I have to say that the reservations I have about it are mostly due to my feeling that Edmodo itself lacks some of the features I absolutely require. But this is not a fair issue to raise when looking at the effectiveness of the app itself. I could do pretty much everything that I normally do on the web, on my phone. I was able to create new assignments, grade work submitted by students and receive notifications and alerts as normal.

The app interface is attractive, clean and easy to use. Were I an Edmodo fan I would definitely use this app all the time. And I think I could, at a pinch, pretty much use nothing but my phone to run my Edmodo classes should I wish. The app then gets a five-star rating from me!

*****

moodle mobileMoodle Moblie

The rating on Google Play is 3.1. It has been reviewed very few times, however, which probably reflects the fact that Moodle fans will find less use for this app.

Moodle’s great strength is its versatility and power, virtues which do not translate well into scaled down apps. While I could do pretty much everything I usually do on computer using Edmodo, the difference between the computer-based and app-based interfaces on Moodle is huge! I could view courses, and course content, something students would find very useful indeed. I could access student profiles and assignments, and download and view their submissions, but I could not find a place to submit a grade. This is a huge pity, and detracts from the app considerably.

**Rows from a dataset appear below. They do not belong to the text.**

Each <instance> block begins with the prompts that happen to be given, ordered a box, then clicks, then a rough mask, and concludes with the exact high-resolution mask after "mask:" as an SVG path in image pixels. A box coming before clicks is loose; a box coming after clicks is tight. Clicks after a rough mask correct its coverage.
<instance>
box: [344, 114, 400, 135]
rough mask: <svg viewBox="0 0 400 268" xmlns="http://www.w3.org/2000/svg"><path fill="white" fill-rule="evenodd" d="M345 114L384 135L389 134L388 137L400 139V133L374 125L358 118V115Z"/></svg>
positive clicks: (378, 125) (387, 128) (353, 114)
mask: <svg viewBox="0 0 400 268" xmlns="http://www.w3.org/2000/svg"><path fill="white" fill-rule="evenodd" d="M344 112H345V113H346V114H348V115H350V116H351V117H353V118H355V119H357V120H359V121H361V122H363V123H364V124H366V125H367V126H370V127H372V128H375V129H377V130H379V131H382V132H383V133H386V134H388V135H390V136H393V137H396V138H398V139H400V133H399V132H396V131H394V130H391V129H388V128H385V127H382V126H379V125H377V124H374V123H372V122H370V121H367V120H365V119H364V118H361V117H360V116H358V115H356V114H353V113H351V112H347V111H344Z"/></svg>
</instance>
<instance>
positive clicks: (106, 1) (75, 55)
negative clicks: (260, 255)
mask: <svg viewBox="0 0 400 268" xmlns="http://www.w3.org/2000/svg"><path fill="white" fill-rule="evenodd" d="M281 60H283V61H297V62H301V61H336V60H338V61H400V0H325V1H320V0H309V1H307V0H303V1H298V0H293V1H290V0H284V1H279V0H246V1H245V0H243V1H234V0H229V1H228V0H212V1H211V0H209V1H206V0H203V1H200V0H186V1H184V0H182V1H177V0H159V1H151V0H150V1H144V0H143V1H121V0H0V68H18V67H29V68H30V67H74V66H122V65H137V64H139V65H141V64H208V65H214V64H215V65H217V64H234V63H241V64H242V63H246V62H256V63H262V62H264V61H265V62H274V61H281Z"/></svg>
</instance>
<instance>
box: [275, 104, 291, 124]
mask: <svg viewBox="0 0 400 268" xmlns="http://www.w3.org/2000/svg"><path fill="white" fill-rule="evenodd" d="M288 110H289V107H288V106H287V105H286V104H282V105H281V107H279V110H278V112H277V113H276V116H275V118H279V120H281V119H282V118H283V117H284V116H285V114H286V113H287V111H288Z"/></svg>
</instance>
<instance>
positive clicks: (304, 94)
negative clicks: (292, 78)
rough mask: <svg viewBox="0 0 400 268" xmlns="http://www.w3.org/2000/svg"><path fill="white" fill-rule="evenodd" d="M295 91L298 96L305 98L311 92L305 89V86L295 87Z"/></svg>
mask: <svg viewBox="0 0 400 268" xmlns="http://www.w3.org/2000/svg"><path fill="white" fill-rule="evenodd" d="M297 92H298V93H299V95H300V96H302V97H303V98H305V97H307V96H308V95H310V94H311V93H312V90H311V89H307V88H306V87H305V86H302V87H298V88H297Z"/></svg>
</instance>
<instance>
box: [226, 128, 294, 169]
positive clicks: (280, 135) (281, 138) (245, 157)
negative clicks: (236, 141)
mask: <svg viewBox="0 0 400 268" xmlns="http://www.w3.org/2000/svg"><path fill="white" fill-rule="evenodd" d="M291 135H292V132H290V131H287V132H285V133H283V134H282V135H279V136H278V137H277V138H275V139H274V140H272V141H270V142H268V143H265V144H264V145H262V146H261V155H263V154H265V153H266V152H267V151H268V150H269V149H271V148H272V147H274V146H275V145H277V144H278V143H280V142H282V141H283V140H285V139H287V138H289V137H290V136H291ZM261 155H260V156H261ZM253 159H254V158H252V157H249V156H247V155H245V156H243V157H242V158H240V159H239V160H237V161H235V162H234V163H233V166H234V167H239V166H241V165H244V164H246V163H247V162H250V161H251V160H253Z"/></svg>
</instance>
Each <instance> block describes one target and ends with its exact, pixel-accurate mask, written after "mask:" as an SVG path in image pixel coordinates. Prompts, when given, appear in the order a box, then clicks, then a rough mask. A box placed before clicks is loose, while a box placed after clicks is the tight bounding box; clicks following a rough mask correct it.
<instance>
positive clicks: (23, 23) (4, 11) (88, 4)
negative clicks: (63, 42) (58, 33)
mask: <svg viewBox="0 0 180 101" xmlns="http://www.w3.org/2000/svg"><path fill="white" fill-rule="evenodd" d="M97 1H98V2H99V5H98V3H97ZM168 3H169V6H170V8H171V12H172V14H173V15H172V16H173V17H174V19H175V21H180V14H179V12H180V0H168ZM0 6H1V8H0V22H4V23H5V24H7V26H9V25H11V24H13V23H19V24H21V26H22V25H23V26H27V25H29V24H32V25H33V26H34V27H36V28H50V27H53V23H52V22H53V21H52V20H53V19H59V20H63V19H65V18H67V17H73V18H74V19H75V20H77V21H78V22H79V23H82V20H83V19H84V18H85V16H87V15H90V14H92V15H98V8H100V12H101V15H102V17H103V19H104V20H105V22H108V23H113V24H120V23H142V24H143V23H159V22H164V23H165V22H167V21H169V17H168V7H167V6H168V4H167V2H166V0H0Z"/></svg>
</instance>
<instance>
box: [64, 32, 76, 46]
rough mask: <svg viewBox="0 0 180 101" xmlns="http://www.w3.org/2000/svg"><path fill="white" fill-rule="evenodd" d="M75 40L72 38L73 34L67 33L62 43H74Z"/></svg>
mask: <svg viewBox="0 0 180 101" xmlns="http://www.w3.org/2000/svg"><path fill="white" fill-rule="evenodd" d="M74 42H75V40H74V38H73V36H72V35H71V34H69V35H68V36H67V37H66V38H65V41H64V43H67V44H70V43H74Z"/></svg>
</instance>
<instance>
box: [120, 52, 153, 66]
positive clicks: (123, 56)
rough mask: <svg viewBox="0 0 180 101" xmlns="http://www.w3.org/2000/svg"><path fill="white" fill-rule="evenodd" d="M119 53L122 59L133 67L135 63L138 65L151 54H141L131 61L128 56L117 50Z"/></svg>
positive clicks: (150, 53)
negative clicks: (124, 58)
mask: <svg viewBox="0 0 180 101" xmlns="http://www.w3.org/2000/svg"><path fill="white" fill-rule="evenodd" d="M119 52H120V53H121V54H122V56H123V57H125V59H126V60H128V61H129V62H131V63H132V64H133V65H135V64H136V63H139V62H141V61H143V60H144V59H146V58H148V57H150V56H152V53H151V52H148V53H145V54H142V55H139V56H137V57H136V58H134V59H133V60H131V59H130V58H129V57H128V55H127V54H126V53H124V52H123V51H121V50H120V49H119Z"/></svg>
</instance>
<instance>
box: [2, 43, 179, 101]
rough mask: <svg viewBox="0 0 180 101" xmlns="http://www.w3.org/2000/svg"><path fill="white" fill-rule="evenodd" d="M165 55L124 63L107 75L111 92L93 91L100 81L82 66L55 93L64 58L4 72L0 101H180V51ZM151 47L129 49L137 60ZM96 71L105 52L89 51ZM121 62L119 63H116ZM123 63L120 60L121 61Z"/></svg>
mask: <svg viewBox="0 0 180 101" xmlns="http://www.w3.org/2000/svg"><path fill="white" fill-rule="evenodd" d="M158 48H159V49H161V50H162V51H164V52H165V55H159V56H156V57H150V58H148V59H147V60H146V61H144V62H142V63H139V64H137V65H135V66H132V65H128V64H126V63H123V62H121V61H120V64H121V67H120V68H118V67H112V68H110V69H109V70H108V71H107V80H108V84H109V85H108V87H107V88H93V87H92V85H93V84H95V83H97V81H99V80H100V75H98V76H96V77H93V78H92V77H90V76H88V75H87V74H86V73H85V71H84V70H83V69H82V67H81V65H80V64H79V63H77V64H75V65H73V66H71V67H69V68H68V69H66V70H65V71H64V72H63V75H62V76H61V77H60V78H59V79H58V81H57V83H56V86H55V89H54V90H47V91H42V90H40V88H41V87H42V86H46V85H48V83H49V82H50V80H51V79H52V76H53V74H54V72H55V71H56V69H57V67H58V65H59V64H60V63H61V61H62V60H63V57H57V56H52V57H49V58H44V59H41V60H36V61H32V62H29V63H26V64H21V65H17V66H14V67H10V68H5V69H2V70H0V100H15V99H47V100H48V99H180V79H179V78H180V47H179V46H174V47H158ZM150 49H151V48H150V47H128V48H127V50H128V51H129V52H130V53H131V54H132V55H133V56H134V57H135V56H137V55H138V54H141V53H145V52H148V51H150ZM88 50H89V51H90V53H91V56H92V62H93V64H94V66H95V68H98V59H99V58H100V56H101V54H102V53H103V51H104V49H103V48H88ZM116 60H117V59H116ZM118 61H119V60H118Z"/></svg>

I was able to upload content to Moodle, but I could not find a way to create or add to assignments. This again, is a serious limitation. In essence it means that a Moodle enthusiast has no real need to use the app, probably why its rating is relatively low.

The look and feel of the app is clean and attractive, and it is easy to use, but ultimately, I’m not sure I’d ever really use it except in an emergency, and I’d have to go back and access the platform via computer later anyway. I’d give the app a rating of a poor three stars.

***classroom mobile

Classroom Mobile

The rating on Google Play is 4, and this reflects the easy way in which the mobile interface reflects the functionality of the platform.

I can instantly see why this is the case. You can pretty much do everything on the mobile app that you can on a pc. I was able to view and create assignments, view content, add courses and content, and grade student submissions. The interface is clean, attractive and relatively easy to use. As with Edmodo, I felt that I could use my phone to run the LMS should a computer not be available. A five star rating is thus appropriate.

*****

Summary

Overall I felt that all three apps were useful, and well designed. The Moodle app was the only one which featured severely scaled back functionality, both compared to the platform itself and to what one might want to do with the app. I have mixed feelings about this. On the one hand I feel that it is not really that imperative to upload content or grade student submissions via a phone: the area where Moodle lacked functionality. Personally I would normally only ever want to view content or check for messages or notifications. As such the Moodle app does a good job. But I do recognise that man others may want this functionality and in this case the Moodle app does suffer by comparison.

Do Androids dream of an LMS? Hell, yes!